Greenhill’s secondaries market overview in five charts

The most important takeaways from the advisor's latest full-year market report, published Friday.

Greenhill‘s Global Secondary Market Trends & Outlook report, published on Friday, paints a mixed picture.

Although deal volume hit another record high last year, growth has slowed and GP-led processes did not kick off in the way many anticipated. Here are some of the most interesting findings from the report.

  1. GP-leds declined as a proportion of total deal volume

Total secondaries market transaction volume hit $88 billion, up from $74 billion the year before, making for another record year. GP-led deals as a proportion of volume declined to 30 percent from 32 percent the year before, the first year of decline since 2014-15.

2. Single-asset deals climb, spinouts fall

Single-asset deals grew from 4 percent of GP-led volume in 2018 to 26 percent last year. Greenhill registered six such deals with a transaction volume of at least $500 million. At the same time, the proportion of GP-led deals that resulted in the creation of a management company (ie a spinout) declined even more dramatically, from 28 percent to less than 1 percent.

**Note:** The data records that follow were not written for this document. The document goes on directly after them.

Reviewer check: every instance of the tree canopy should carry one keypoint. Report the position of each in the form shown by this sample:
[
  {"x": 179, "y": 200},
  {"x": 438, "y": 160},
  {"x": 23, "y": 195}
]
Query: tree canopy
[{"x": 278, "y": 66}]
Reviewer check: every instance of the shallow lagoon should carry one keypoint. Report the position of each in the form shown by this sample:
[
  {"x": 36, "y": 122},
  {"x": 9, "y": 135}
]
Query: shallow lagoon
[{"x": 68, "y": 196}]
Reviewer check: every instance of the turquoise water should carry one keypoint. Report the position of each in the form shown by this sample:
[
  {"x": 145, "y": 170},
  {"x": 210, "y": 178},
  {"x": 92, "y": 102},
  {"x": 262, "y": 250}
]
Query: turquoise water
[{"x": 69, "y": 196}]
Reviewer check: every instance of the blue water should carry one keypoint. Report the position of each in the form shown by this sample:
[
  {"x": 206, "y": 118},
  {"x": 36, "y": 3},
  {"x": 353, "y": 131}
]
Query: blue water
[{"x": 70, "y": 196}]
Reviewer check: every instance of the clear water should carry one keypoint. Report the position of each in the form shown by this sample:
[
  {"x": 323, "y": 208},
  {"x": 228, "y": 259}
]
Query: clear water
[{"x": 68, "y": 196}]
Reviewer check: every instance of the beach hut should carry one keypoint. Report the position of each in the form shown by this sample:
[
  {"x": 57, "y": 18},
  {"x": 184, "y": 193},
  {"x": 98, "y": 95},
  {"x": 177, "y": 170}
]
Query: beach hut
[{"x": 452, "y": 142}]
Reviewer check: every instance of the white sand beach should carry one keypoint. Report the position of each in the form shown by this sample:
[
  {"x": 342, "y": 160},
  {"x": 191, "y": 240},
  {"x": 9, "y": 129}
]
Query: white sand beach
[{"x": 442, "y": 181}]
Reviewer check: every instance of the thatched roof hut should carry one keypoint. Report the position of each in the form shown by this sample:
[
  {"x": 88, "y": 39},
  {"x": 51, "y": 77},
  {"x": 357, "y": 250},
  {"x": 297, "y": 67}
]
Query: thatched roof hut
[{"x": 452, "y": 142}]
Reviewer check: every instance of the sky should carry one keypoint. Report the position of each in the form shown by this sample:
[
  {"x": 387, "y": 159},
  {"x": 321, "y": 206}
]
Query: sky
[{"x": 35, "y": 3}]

3. Capital overhang drops to 2013 level

The amount of available dry powder versus deal activity has declined to levels not seen since 2013. Near-term available capital stood at $155 billion at the end of last year, a decline of 19 percent year-on-year. Combined with the increase in deal volume, this means an overhang multiple of 1.8x compared with 2.6x 12 months ago.

4. Pricing softens across asset classes

The average high bid across all strategies last year was 88 percent of net asset value, down from 92 percent the prior year. High valuations dovetailed with increased risk aversion from buyers, who prioritised “newer vintages, well-known managers and fundamentally strong asset exposure” in 2019, Greenhill noted. The average price of buyout, real estate and venture capital stakes declined by 4, 6 and 6 percentage points, respectively.

5.  Newer vintages dominate the market

Buyer appetite for pre-crisis funds declined in 2019, with funds older than 2009 accounting for 28 percent of total volume. There was a clear split in pricing: funds of 2013-2015 vintage priced at an average of 89 percent of NAV and post-2015 vintage funds 93 percent of NAV, while all older vintages priced below the 88 percent average.

“Fewer buyers were willing to include older vintage funds within portfolio bids, and those that were required a substantial discount,” Greenhill noted.